What is the difference between includes, indexOf, and find?
Three ways to search an array, returning different things.
includes — returns true/false if a value exists. Simplest existence check.
indexOf — returns the index of a value, or -1 if absent.
find — returns the first element matching a callback (good for objects).
Note: includes detects NaN, but indexOf doesn't. Use find/findIndex to match by a condition.
const nums = [1, 2, NaN, 4, 5];
// includes — boolean
console.log(nums.includes(2)); // true
console.log(nums.includes(NaN)); // true (handles NaN!)
console.log(nums.includes(6)); // false
// indexOf — index or -1
console.log(nums.indexOf(2)); // 1
console.log(nums.indexOf(NaN)); // -1 (cannot find NaN!)

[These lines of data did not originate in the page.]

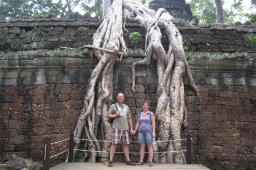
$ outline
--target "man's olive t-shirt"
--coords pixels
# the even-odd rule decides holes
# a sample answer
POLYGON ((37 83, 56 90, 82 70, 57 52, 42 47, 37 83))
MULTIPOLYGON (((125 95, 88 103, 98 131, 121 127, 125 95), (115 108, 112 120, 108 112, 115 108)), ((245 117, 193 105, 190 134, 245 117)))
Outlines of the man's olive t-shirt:
MULTIPOLYGON (((112 128, 119 129, 119 130, 127 130, 128 126, 128 118, 131 118, 131 113, 128 106, 126 104, 119 105, 118 103, 115 104, 120 111, 120 115, 114 119, 114 121, 112 125, 112 128)), ((114 114, 117 112, 117 109, 115 105, 112 104, 109 108, 108 114, 114 114)))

console.log(nums.indexOf(6)); // -1
// find — first matching element
const users = [
{ id: 1, name: 'Alice' },
{ id: 2, name: 'Bob' }
];
const bob = users.find(u => u.name === 'Bob');
console.log(bob); // { id: 2, name: 'Bob' }
// findIndex — index of first match
const bobIndex = users.findIndex(u => u.name === 'Bob');
console.log(bobIndex); // 1includes returns true/false and handles NaN. indexOf returns the position but cannot find NaN (uses ===). find accepts a callback for complex conditions (searching objects by property). findIndex returns the index of the first match (like find but returns index instead of element).
includes for boolean checks, indexOf for position, find for objects/complex conditions. The NaN handling difference (includes finds it, indexOf does not) is the key gotcha. findIndex = find but returns index.